Chris Thys schlüpft in die Rolle einer in die Jahre gekommenen Majorette, die gemeinsam mit Griet Debacker den Tambourstock meisterlich schwingt.  In ihren glitzernden, goldenen Kostümen unterstützen sie nicht nur das Orchester mit ihren akrobatischen Einlagen. Sie werden im Laufe des Abends auch zu jenen Angehörigen, die unter dem Abschied und dem Tod eines geliebten Menschen zu leiden haben.

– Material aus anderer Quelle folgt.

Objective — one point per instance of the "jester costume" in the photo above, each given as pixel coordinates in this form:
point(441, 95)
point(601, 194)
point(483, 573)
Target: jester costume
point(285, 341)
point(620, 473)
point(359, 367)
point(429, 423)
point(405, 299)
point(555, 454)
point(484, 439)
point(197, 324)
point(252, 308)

Doch bis der finale Akt eintritt, stellen die Theatermacher alle Höhen und Tiefen eines verlöschenden Menschenlebens in prallen Bildern zur Schau.

Steven Prengels schuf dazu einen musikalischen Kosmos, der sich quer durch die Jahrhunderte und Musikgenres zieht. Bereits in „Gardenia“, einer schrillen Transvestie-Show mit alternden Showstars, die Platel und Van Laecke ebenfalls gestalteten, steuerte er sein musikalisches Wissen bei. Seine Arrangements von Bach, Mahler, Schubert, Verdi Beethoven, Elgar, Holst und anderen werden an einigen Stellen von auditiv eingespielten Probenszenen unterbrochen. Auch andere Alltagsmomente aus dem Orchesterleben bieten, herausgelöst aus dem Erzählfluss, einen atmosphärischen Einblick in diese künstlerische Arbeit. Das Sitzen und Warten auf den Einsatz – gleich zu Beginn mit Opbrouk humorvoll umgesetzt, das Platznehmen auf den Stühlen, das Ablegen und wieder Aufnehmen der Instrumente, das An- und Ausziehen der Uniformen – all diese Tätigkeiten, die sonst keine weitere Beachtung finden, aber zum Alltag von Musikerinnen und Musikern gehören, werden wie unter einem Brennglas dem Publikum vorgeführt.

En avant marche im Festspielhaus St. Pölten. (Foto: Phile Deprez)

En avant marche im Festspielhaus St. Pölten. (Foto: Phile Deprez)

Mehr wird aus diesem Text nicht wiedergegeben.